Saturday, July 12, 2014

Why bother with the ceremony, then?

I recently attended a wedding. I was dismayed at how much weight the preacher who was performing it placed upon the licensing and other "official" recognitions. Even going so far as to talk about them during the ceremony- something I have never heard done before. Is this a new thing?

Sure, he talked about how the couple desired more than just the "legal" recognition, and that's why they chose the religious ceremony (and the associated fortune spent), but he kept emphasizing the "license" and "legal" aspects as if the ceremony were a mere show, and the actual marriage only hinged upon the State's blessing.

I guess that's why some make such a huge deal out of the gay marriage thing. After all, if the religious ceremony is that unimportant to the reality of the marriage, even to the religious, then what is left? Only the State's blessing.

If you tell me you are married, that is all the confirmation I need. If you choose to make it any of my business. I will never ask to see your permits. What sort of idiot would?

Never invite The State into your marriage! That's a threesome you really don't need.

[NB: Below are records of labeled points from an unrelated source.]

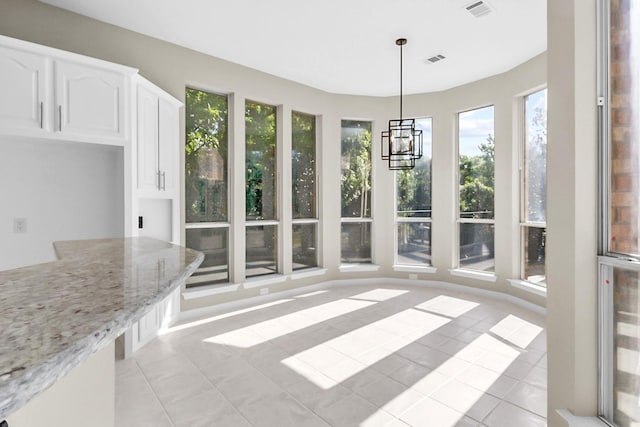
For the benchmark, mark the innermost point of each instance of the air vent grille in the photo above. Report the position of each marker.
(434, 59)
(478, 9)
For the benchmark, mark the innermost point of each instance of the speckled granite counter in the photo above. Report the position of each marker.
(55, 315)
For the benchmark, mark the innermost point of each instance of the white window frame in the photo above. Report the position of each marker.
(524, 224)
(200, 280)
(459, 220)
(402, 219)
(316, 220)
(361, 219)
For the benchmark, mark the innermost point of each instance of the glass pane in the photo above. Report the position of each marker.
(626, 349)
(304, 246)
(356, 169)
(535, 157)
(214, 244)
(262, 249)
(535, 242)
(206, 118)
(414, 243)
(260, 121)
(476, 247)
(414, 185)
(303, 165)
(476, 163)
(624, 127)
(356, 242)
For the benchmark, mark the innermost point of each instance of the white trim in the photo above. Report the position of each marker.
(196, 225)
(356, 268)
(310, 272)
(476, 220)
(529, 287)
(355, 220)
(207, 291)
(625, 263)
(415, 268)
(470, 274)
(305, 221)
(264, 281)
(574, 421)
(261, 222)
(381, 281)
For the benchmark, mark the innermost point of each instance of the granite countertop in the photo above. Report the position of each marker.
(55, 315)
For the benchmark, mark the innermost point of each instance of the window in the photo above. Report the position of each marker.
(261, 185)
(206, 184)
(413, 206)
(619, 272)
(356, 220)
(304, 189)
(476, 178)
(533, 212)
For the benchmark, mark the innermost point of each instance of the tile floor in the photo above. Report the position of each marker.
(344, 356)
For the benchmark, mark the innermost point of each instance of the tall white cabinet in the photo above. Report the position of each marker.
(48, 94)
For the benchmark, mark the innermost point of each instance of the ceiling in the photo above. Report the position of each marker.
(342, 46)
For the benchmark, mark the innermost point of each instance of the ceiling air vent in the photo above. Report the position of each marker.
(478, 9)
(434, 59)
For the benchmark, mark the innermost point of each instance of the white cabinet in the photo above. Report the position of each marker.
(49, 93)
(23, 89)
(90, 101)
(158, 141)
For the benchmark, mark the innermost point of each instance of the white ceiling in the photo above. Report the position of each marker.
(342, 46)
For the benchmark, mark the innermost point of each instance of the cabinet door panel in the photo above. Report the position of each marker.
(147, 140)
(168, 142)
(90, 101)
(23, 90)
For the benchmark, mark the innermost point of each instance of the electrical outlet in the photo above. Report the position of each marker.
(19, 225)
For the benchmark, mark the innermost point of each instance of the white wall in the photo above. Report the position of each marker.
(65, 191)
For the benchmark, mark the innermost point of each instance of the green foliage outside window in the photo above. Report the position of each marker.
(356, 169)
(205, 156)
(260, 161)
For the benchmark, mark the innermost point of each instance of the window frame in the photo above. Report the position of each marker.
(360, 219)
(523, 223)
(315, 220)
(405, 219)
(276, 221)
(459, 220)
(200, 280)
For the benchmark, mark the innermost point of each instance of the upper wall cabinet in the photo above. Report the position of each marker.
(90, 101)
(23, 88)
(60, 95)
(158, 141)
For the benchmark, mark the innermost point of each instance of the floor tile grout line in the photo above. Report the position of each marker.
(207, 379)
(146, 380)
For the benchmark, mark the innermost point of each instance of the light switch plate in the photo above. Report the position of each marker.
(19, 225)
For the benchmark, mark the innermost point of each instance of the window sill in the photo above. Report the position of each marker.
(264, 281)
(357, 268)
(415, 268)
(470, 274)
(528, 286)
(209, 290)
(574, 421)
(311, 272)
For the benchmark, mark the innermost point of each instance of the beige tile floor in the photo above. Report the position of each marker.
(344, 356)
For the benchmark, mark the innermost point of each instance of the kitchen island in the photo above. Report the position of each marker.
(57, 315)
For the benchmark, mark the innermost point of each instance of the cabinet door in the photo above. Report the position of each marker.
(89, 101)
(22, 89)
(169, 142)
(147, 140)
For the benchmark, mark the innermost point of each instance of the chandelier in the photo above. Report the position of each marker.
(402, 142)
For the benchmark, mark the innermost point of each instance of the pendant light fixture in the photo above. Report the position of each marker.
(401, 143)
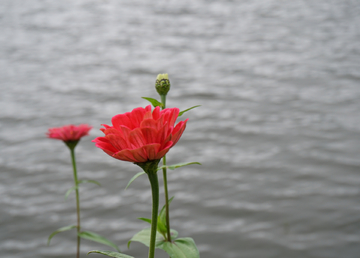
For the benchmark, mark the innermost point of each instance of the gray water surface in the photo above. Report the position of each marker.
(277, 133)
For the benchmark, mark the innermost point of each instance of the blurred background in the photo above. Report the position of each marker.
(277, 132)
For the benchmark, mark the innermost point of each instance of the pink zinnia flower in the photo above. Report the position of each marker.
(141, 135)
(69, 132)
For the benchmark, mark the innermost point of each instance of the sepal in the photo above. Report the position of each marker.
(186, 110)
(154, 102)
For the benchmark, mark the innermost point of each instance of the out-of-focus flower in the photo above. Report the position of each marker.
(141, 135)
(69, 133)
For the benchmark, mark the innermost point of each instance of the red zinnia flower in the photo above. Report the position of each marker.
(69, 132)
(141, 135)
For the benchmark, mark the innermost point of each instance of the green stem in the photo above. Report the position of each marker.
(166, 201)
(77, 200)
(155, 207)
(163, 101)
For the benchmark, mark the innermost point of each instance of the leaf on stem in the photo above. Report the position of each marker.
(60, 230)
(89, 181)
(172, 167)
(111, 254)
(134, 177)
(154, 102)
(97, 238)
(144, 237)
(181, 248)
(69, 191)
(186, 110)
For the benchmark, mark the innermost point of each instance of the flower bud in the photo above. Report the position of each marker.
(162, 84)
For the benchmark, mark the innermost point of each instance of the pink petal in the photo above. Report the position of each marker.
(136, 138)
(152, 150)
(125, 155)
(161, 153)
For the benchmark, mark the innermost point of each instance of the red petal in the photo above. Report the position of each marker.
(136, 116)
(150, 134)
(125, 155)
(136, 138)
(103, 143)
(162, 153)
(152, 150)
(139, 155)
(151, 123)
(118, 142)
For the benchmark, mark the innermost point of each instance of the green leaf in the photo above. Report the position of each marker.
(144, 237)
(154, 102)
(111, 254)
(181, 248)
(146, 220)
(134, 177)
(97, 238)
(161, 226)
(89, 181)
(69, 191)
(186, 110)
(60, 230)
(172, 167)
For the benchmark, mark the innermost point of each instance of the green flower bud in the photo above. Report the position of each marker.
(162, 84)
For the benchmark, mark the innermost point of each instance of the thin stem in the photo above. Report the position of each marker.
(163, 101)
(155, 207)
(77, 200)
(166, 201)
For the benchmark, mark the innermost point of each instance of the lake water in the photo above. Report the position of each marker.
(277, 133)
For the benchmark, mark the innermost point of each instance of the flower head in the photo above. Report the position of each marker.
(141, 135)
(69, 133)
(162, 84)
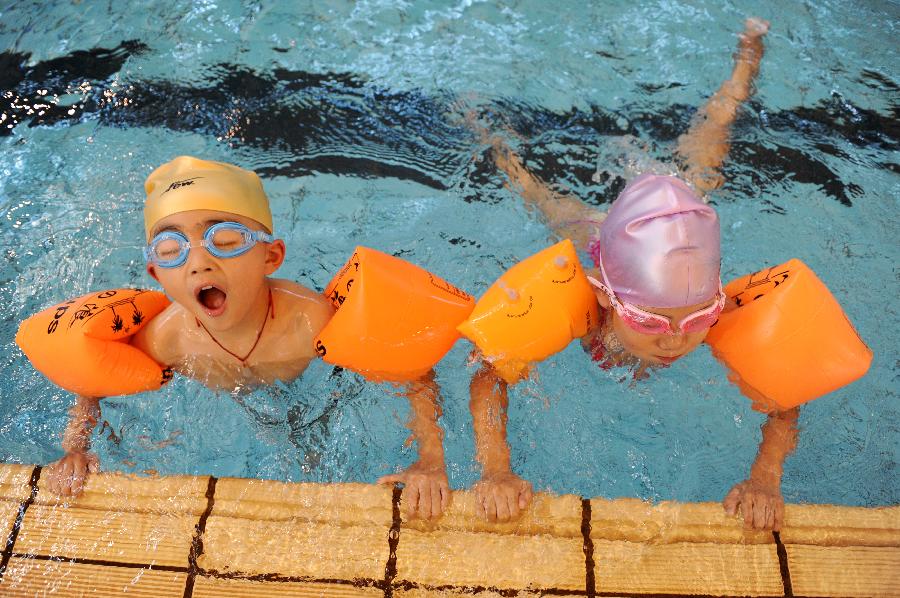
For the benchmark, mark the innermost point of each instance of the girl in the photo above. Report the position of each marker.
(657, 255)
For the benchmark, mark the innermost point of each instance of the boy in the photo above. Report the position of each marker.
(210, 245)
(658, 240)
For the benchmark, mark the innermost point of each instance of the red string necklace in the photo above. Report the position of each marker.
(269, 309)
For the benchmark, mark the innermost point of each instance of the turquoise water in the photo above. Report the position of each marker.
(352, 113)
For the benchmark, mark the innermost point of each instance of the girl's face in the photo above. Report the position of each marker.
(657, 348)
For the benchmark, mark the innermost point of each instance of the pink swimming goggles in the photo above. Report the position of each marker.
(648, 323)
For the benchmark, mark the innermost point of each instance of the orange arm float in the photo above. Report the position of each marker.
(785, 338)
(533, 311)
(82, 344)
(394, 320)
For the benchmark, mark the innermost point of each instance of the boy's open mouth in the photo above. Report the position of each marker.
(212, 298)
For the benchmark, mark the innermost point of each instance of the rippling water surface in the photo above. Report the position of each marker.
(353, 113)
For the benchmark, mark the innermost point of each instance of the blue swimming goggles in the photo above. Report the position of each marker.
(169, 249)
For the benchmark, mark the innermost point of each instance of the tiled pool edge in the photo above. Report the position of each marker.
(202, 536)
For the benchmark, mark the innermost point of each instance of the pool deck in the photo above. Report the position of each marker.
(184, 536)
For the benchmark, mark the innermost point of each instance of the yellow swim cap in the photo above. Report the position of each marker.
(188, 183)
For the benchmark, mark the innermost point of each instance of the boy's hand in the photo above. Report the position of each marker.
(426, 490)
(760, 504)
(66, 477)
(502, 496)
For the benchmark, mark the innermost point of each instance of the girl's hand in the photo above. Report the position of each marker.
(66, 477)
(502, 496)
(760, 504)
(426, 490)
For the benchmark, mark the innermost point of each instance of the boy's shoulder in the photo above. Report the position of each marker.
(300, 303)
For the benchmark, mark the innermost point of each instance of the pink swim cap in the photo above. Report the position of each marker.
(660, 244)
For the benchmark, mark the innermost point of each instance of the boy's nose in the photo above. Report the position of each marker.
(199, 260)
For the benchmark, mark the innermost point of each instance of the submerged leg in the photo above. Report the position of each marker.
(704, 147)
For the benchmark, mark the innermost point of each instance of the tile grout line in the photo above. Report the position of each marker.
(197, 540)
(590, 583)
(77, 560)
(390, 568)
(783, 566)
(20, 517)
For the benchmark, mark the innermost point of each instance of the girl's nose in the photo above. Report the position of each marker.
(672, 342)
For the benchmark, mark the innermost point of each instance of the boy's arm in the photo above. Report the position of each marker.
(426, 489)
(501, 495)
(759, 497)
(66, 477)
(704, 147)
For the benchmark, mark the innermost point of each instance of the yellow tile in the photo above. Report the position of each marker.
(118, 518)
(858, 571)
(542, 549)
(30, 577)
(150, 494)
(109, 535)
(209, 587)
(687, 568)
(634, 520)
(339, 504)
(440, 592)
(490, 560)
(14, 482)
(829, 525)
(558, 516)
(294, 548)
(323, 531)
(14, 489)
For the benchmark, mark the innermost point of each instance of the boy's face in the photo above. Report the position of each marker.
(657, 348)
(221, 292)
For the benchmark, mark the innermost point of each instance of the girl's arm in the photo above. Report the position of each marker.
(759, 497)
(501, 495)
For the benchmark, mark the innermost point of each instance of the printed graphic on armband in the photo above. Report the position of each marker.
(180, 184)
(770, 278)
(448, 288)
(527, 309)
(335, 296)
(569, 279)
(60, 312)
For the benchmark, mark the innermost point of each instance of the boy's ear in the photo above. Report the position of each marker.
(152, 272)
(275, 252)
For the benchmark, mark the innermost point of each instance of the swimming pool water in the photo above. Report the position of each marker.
(353, 113)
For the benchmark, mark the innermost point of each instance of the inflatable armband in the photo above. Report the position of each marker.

  1. I remember reading, a long time ago, about early marriage practices in Europe. Only the aristocracy were married in churches. The serfs and peasants stood up in front of family and friends and other villagers and declared their commitment to each other, no priest to attend and definitely no government interference. Later, after common people began getting married in churches, the government realized that they could tax the whole thing and, voila, marriage licenses.

    1. Bingo.

      The act of marriage is at its heart a simple thing. Two people declare their commitment to each other, in front of witnesses. That's more or less it. All cultures, regardless of what other details or window dressing they care to apply to it, stick to that simple, basic formula.

      Strip it back to its basic form and it's the essence of libertarianism. A contract, entered into voluntarily for mutual benefit.

      There are various ways to poison that vision, of course. Marriages where one party's participation isn't voluntary is a classic. There can be no contract there, so the whole thing's invalid to anyone who respects the idea of self-ownership, but there have been plenty of cultures which did that and some that still do.

      The modern disease is the idea that the state has some sort of right to be involved in the business of marriage, and that you need its licence or permission before you can go ahead and marry the (meaningfully informed and consenting) individual of your choice.

  2. I don't think I've been to a wedding in at least 35 years. They give me the creeps.
    It's like watching a slave auction.

  3. One of the reasons people wanted to get married in front of their friends and family was to publicly show the combination of two households. Now what this meant in terms of property rights, I'm not sure they ever really had a good answer for that.

  4. This type of ceremony is better defined as celebrating their new 3-way contract with the State and not so much their love or devotion to one another. Perhaps they could simply marry their parents instead.